Kylie Epperson: Building Community
Kylie Epperson is a rural mom to Rhett (8), Reese (6), and Rowan (3), and a a farm wife to her husband, Jordan. The family farms together in #Agri-Ready Designated Audrain County near Vandalia. Kylie embraces her rural roots, realities, and experiences and intentionally reaches out to help other rural women do the same. Her mission is to help other rural women break free from the ‘shoulds’ of life to live authentically and confidently. Kylie is a co-host of the Midwest Farmwives Podcast and the curator of her newly formed Farm Wives Club. Her rural life hasn’t always been easy; Kylie and her family experienced a catastrophic farm loss that inspired her to build a unique community among rural women.
Kylie grew up in rural Missouri. Her advocacy efforts began with public speaking contests in FFA. Her FFA experience was pivotal to her future and where she met Jordan – at a chicken judging contest – years before the two would decide to marry. Kylie attended college and became a teacher, but was thrilled for the opportunity to work on the farm full-time when the Epperson family expanded their hog operation. According to the 2017 Census of Agriculture, Audrian County ranks as one of Missouri’s top 5 hog producing counties. A 2021 study of Missouri agriculture’s economic contribution found that hog and livestock industries created more than 300 jobs in Audrian County. Overall, agriculture provides 3,499 jobs and generates over $1.3 billion in the Northeast Missouri county.
Kylie and Jordan are the 4th generation of the Epperson family to raise hogs on their family farm. With each generation returning to the farm over fifty years, the Epperson family has embraced the progression of pork production. The farm has transitioned animals raised on dirt lots to healthy, clean and safe indoor housing. In 2014, the Eppersons built a state-of- the-art facility with capacity for 5,600 sows (female hogs). Each sow delivers litters of piglets that the family cares for until they are weaned from the sows and transferred to the next step of the production chain. The new farm expansion was exciting, and Kylie was helping continue the family legacy until a tragic electrical fire destroyed the new sow facility. It was a catastrophic, total loss.

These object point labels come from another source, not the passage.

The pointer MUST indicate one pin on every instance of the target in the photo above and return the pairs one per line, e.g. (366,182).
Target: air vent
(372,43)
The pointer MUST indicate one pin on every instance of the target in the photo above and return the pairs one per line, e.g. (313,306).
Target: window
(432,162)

Kylie’s devastation was overwhelming. She desperately wanted to meet other farm women who could truly empathize and understand farm life struggles. She needed to share about her family’s tragedy with women who had experienced the same type of losses, so she began a social media journey intentionally seeking out those women. The Eppersons were able to rebuild their hog facility, and pork production is a significant farm enterprise .

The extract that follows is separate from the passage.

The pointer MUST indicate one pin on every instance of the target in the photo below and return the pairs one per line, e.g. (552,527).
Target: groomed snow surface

This year, Kylie launched the Farm Wives Club. Kylie looks forward to building this community in a fierce and loving way, connecting on a deeper level. Her Farm Wives Club will lead up to a ‘women in agriculture’ event she is planning for this fall in northeast Missouri as a kick-off to the harvest season. Kylie knows that farm life can be consuming, so she hopes that the opportunities she offers to allow Club members time to learn, have fun, and develop themselves before seasons where they must be deeply focused on the family and the farm. “I have been a farm wife for ten and a half years,” Kylie said. “Agriculture is one of the coolest professions, and we have the opportunity to do it every day. There is so much good and so much hard on the farm. The good outweighs the hard. It’s all about perspective.”

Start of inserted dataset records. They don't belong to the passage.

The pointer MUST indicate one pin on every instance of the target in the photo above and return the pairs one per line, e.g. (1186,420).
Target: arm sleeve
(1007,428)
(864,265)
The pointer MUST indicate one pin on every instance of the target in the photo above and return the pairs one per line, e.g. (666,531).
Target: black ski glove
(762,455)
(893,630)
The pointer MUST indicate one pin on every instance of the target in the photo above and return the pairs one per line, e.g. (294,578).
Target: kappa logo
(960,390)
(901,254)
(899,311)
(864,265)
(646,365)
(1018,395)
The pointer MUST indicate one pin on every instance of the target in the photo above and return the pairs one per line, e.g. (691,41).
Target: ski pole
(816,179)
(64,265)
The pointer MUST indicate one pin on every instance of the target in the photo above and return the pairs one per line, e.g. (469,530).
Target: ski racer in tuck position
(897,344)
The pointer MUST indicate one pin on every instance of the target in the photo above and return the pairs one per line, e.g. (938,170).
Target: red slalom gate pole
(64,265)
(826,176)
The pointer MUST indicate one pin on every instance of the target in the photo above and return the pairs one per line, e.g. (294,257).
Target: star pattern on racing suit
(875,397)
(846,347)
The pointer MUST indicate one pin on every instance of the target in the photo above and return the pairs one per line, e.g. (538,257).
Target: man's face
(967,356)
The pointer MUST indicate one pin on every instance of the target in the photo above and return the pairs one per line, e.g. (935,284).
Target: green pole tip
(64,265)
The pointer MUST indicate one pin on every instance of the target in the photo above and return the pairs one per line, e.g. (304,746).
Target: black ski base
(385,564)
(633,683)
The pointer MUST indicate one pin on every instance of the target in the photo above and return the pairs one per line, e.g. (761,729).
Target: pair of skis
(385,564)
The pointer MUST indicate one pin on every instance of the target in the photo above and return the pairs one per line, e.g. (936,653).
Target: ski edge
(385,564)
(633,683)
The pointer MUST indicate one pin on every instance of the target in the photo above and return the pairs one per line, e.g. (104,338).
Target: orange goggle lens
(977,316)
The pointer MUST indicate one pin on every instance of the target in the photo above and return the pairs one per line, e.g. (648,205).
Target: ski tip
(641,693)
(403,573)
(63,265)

Kylie’s social media outreach has grown alongside her experiences on the farm and through collaboration projects like keynote speaking, workshops for women, coaching retreats, and partnerships with agriculture brands. “My husband participates in my social media, and we love to include a lot of humor,” Kylie said.
Kylie volunteers her time as a member of Common Ground, a group of farm women passionate about agriculture and sharing their experiences raising food. Common Ground is coordinated by the Missouri Corn Merchandising Council and Missouri Soybean Merchandising Council. Her main goal is to help millennial moms trust the farms and farmers who raise the meat they purchase in the grocery store. “I want people to be confident in what they are buying,” Kylie said. “Connection and trust are my objectives.” For more ways to connect with Kylie, you can find her on Facebook (Kylie Epperson), Instagram (@kylieepperson_) and on her webpage at kylieepperson.com.
Kylie enjoys camping and boating with her family during the summer months. Her kids love tractor rides and learning about mechanical work in the farm shop. Kylie is a member of Missouri Farm Bureau, Missouri Soybeans, Missouri Corn Growers and has served on the Missouri Pork Board. These organizations are partners of Missouri Farmers Care.